Désormais, la Chine devient l’épicentre du risque de la région. La Chine joue à présent le rôle principal d’économie surchauffée, estiment certains économistes. Le système bancaire Chinois n’est pas sain, l’immobilier est en surchauffe surtout dans les villes. Mais l’impact réel ne devrait pas se faire sentir avant le deuxième semestre 2008. «Les Chinois feront tout pour empêcher une débâcle de leur économie avant les Jeux Olympiques d’août 2008», prévoient les économistes. Reste que les autorités ne pourront contrôler l’évolution débridée de la bourse. Le marché vaut 42 fois les bénéfices 2006, contre un multiple de 19 pour le MSCI Asie-Pacifique. «Les actions Chinoises risquent de corriger car les valorisations ont dépassé les perspectives bénéficiaires», a averti jeudi Goldman Sachs. Les actions Chinoises se traitent entre 30 et 34 fois les bénéfices 2007. Chez UBS, on prévoit que la bulle hissera l’indice composite de Shanghai (qui a clôturé à 4021 vendredi) jusqu’à 4600 points avant d’éclater. Jusqu’où retomberait-il alors? UBS calcule que l’indice de Shanghai vaut entre… 2200 et 2900 à long terme. Il pourrait donc corriger entre 28 et 45%!!!! Reste à évaluer l’impact d’un éclatement de la bulle Chinoise. Contrairement à 1997, le marché des actions Chinois ne dépend pas des investisseurs étrangers. La crise ne sera donc pas aussi violente que celle de 97-98, car il s’agit, cette fois, d’un phénomène purement domestique.

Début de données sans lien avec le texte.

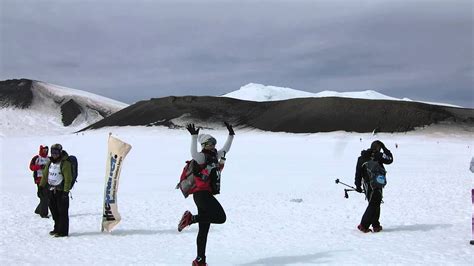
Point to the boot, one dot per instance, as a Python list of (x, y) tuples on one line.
[(377, 228), (185, 220), (199, 261), (363, 229)]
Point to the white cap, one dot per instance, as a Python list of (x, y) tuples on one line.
[(203, 138)]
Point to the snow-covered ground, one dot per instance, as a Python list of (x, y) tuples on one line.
[(426, 212), (261, 93)]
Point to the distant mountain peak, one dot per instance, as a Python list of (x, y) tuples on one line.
[(35, 107), (262, 93)]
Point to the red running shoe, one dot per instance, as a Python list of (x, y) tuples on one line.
[(363, 229), (377, 228), (185, 220)]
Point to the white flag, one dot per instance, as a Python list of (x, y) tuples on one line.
[(115, 156)]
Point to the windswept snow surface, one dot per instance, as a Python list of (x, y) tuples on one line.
[(261, 93), (43, 117), (282, 204)]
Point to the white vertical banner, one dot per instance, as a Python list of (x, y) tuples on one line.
[(116, 154)]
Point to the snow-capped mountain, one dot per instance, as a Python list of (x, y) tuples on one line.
[(261, 93), (33, 107)]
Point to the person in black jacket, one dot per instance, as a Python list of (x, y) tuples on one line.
[(374, 195)]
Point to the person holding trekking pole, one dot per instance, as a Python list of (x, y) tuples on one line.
[(207, 180), (369, 168)]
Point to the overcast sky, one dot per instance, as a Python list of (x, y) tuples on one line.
[(135, 50)]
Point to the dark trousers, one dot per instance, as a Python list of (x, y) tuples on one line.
[(42, 208), (372, 213), (209, 211), (59, 206)]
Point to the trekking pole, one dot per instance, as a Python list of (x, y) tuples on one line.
[(346, 195), (339, 182)]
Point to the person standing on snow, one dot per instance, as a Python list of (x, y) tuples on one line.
[(373, 195), (57, 174), (37, 164), (207, 184)]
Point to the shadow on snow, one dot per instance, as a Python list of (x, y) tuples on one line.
[(416, 227), (320, 257)]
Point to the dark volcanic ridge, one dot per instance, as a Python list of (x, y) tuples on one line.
[(302, 115), (16, 93)]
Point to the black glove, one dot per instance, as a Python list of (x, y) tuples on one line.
[(229, 127), (192, 130), (383, 146), (65, 195)]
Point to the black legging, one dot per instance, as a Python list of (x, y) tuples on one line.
[(43, 195), (209, 211), (59, 206), (372, 213)]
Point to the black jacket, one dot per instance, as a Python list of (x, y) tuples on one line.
[(382, 158)]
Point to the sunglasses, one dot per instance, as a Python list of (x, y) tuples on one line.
[(211, 142)]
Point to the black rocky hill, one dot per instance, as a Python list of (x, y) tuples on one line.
[(303, 115)]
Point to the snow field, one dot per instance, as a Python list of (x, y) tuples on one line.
[(426, 214)]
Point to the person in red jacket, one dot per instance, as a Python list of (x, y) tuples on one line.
[(37, 163), (211, 162)]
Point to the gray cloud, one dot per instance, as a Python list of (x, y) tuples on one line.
[(133, 50)]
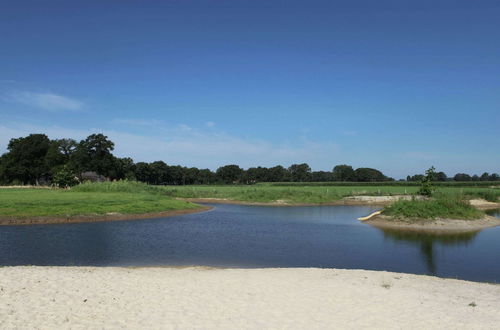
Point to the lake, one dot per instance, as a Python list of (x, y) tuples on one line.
[(256, 236)]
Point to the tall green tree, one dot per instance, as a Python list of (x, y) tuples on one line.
[(343, 173), (300, 172), (25, 160), (365, 174), (229, 173), (94, 154)]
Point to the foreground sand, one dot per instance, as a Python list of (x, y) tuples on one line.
[(197, 297)]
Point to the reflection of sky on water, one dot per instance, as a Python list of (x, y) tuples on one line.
[(256, 236), (427, 241)]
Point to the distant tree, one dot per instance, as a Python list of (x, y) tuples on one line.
[(462, 177), (64, 178), (484, 177), (369, 175), (415, 178), (300, 172), (441, 176), (229, 173), (25, 160), (94, 154), (159, 172), (124, 169), (427, 188), (278, 174), (494, 177), (205, 176), (143, 172), (344, 173), (321, 176)]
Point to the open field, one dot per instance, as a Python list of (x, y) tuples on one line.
[(128, 197), (447, 207), (312, 194), (28, 203), (214, 298)]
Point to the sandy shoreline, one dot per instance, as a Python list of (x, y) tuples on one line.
[(350, 200), (9, 221), (200, 297), (436, 226)]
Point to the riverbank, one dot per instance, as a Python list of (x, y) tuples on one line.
[(434, 226), (200, 297), (350, 200), (9, 221), (89, 202)]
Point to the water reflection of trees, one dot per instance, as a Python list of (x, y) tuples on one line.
[(426, 241)]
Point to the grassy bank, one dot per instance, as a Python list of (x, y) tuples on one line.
[(87, 199), (313, 194), (445, 207)]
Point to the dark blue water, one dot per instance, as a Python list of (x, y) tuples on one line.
[(253, 236)]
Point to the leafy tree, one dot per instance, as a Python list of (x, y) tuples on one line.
[(229, 173), (159, 172), (343, 173), (494, 177), (205, 176), (321, 176), (484, 177), (415, 178), (427, 187), (462, 177), (25, 159), (64, 178), (277, 174), (143, 172), (300, 172), (441, 176), (365, 174), (94, 154)]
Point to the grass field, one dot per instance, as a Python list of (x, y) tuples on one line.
[(86, 200), (447, 207), (128, 197), (313, 194)]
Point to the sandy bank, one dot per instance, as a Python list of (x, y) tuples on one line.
[(436, 226), (196, 297), (97, 217)]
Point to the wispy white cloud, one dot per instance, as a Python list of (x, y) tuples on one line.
[(348, 133), (137, 122), (45, 101), (189, 146), (420, 155)]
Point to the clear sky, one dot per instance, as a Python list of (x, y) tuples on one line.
[(395, 85)]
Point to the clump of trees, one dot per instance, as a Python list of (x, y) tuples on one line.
[(36, 159)]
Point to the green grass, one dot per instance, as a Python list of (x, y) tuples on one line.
[(89, 199), (128, 197), (447, 207), (312, 194)]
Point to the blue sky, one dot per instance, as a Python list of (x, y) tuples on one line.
[(395, 85)]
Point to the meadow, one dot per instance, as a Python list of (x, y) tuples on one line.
[(314, 194), (130, 197)]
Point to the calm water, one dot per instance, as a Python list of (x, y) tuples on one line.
[(253, 236)]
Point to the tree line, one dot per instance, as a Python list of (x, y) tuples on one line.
[(36, 159)]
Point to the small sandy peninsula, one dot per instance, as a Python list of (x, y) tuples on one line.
[(435, 226), (209, 298)]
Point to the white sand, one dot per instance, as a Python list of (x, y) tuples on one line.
[(197, 297)]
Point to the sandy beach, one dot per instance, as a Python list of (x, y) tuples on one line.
[(199, 297)]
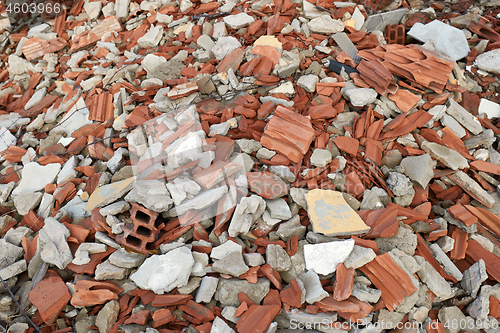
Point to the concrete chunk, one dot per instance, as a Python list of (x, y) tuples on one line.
[(277, 257), (323, 258), (436, 283)]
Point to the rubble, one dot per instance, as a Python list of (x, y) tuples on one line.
[(245, 167)]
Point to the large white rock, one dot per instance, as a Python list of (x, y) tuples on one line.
[(35, 176), (323, 258), (162, 273), (325, 25), (489, 61), (238, 21), (224, 46)]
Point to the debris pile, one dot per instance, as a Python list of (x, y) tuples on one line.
[(261, 166)]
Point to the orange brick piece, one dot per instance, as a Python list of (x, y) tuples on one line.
[(458, 212), (289, 133), (50, 296), (390, 279), (142, 232)]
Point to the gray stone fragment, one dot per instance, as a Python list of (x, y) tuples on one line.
[(207, 289), (283, 172), (359, 257), (390, 318), (25, 202), (107, 316), (448, 265), (222, 250), (419, 169), (473, 277), (52, 243), (290, 228), (122, 258), (298, 264), (489, 61), (254, 259), (220, 326), (231, 264), (405, 240), (466, 182), (162, 273), (479, 309), (436, 283), (445, 155), (314, 290), (277, 258), (463, 117), (485, 139), (446, 38), (228, 290), (365, 294), (323, 258), (361, 96), (278, 208)]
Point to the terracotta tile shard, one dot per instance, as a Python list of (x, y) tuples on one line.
[(101, 107), (35, 47), (330, 214), (50, 296), (182, 90), (404, 99), (288, 133), (86, 38), (344, 280), (197, 310), (476, 251), (94, 292), (257, 318), (347, 144), (390, 279), (413, 62), (378, 77), (162, 317)]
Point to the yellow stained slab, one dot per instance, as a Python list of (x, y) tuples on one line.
[(107, 194), (269, 41), (331, 215)]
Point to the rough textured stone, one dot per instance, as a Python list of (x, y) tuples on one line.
[(323, 258), (162, 273), (228, 290)]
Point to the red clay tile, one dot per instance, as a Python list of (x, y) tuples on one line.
[(50, 296)]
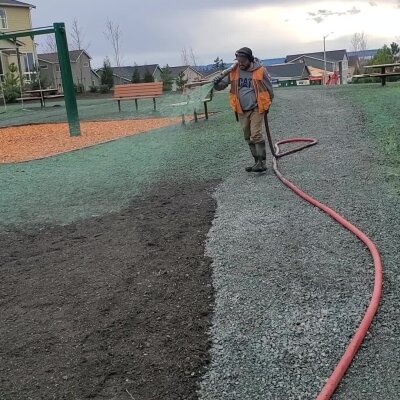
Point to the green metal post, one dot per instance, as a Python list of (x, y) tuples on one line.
[(67, 80)]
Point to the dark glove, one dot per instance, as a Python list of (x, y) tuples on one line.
[(217, 80)]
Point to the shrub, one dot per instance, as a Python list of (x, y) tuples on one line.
[(104, 89), (79, 88)]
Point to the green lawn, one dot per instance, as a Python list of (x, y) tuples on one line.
[(381, 109), (106, 177)]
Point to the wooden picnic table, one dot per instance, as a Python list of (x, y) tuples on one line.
[(384, 73)]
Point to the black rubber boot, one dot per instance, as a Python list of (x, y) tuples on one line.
[(261, 156), (254, 154)]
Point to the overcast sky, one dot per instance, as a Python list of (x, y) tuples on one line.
[(155, 31)]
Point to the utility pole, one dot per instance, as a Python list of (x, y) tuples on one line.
[(324, 83)]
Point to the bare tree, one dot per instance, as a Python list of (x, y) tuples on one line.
[(185, 57), (78, 43), (359, 45), (113, 34), (49, 44), (78, 37), (188, 57), (193, 58)]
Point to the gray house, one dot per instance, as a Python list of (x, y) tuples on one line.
[(123, 75), (189, 74), (337, 57), (80, 64), (289, 74)]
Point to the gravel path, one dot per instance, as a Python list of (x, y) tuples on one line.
[(291, 285)]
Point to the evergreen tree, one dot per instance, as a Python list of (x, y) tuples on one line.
[(219, 64), (382, 56), (395, 50), (107, 77), (136, 74), (166, 77), (181, 81), (148, 77), (12, 84)]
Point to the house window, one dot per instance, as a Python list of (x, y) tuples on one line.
[(27, 65), (3, 19)]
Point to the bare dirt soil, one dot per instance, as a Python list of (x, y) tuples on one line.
[(112, 307)]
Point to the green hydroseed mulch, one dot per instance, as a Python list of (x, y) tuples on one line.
[(103, 178), (106, 177), (381, 108)]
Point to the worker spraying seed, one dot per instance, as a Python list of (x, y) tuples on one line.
[(250, 97)]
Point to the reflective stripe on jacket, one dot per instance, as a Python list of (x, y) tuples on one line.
[(260, 89)]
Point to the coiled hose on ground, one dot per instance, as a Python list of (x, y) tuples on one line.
[(333, 381)]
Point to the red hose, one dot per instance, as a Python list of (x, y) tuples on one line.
[(333, 381)]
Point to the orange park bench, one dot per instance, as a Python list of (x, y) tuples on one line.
[(136, 91)]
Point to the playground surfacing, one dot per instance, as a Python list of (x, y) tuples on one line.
[(34, 141)]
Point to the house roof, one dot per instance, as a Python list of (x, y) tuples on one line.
[(14, 3), (288, 71), (52, 58), (333, 55), (127, 72), (175, 71), (354, 61), (315, 62)]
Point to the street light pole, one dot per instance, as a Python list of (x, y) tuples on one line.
[(325, 57)]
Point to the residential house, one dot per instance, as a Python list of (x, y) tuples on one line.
[(288, 74), (190, 75), (82, 73), (354, 66), (316, 67), (363, 55), (16, 16), (339, 57), (123, 75)]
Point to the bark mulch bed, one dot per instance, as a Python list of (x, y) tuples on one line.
[(30, 142), (113, 307)]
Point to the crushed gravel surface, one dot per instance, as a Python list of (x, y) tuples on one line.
[(292, 285)]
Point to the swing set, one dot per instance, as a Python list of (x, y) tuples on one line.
[(58, 29)]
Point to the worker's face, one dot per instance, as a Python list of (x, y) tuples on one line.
[(244, 62)]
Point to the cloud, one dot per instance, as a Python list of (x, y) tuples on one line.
[(321, 15)]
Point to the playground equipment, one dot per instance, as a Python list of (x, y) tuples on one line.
[(58, 29)]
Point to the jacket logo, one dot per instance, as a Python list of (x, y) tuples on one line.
[(245, 82)]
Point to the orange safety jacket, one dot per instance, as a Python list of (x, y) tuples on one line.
[(262, 94)]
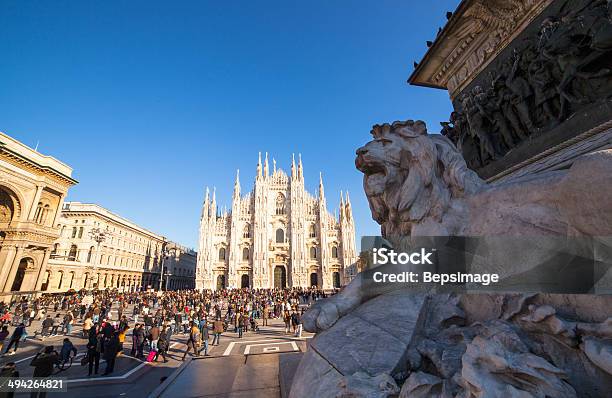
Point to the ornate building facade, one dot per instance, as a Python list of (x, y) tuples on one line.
[(179, 267), (277, 235), (99, 249), (32, 189)]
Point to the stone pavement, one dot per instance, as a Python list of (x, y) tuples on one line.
[(131, 378), (247, 367), (236, 367)]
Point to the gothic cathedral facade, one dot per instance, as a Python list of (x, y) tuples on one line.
[(276, 236)]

La propagation d’une crise Chinoise au reste de l’Asie n’inquiète pas les analystes, en raison de la santé financière améliorée des pays voisins, qui d’importateurs de capitaux à l’époque sont aujourd’hui exportateurs de capitaux, avec des balances courantes largement excédentaires. Ce qui est sûr, c’est que la Chine sera une importante source de volatilité pour les marchés à l’avenir. Le marché Chinois promet de contribuer à la bulle mondiale de liquidités et à une valorisation inadéquate du risque des actifs financiers. Ce trésor Chinois se retrouve injecté de façon directe ou indirecte sur les autres places boursières, et pousse les indices mondiaux à la hausse. C’est ainsi que le S&P 500 a fini la séance de vendredi à 5 points seulement de son record en clôture atteint en mars 2000. Et après ? Et bien nous verrons bien, semblent penser les traders, car ils sont face à un lourd dilemme. S’ils ne peuvent ignorer cette réalité, ils ne peuvent s’écarter du marché. Par conséquent, nous aussi, nous verrons bien… À suivre.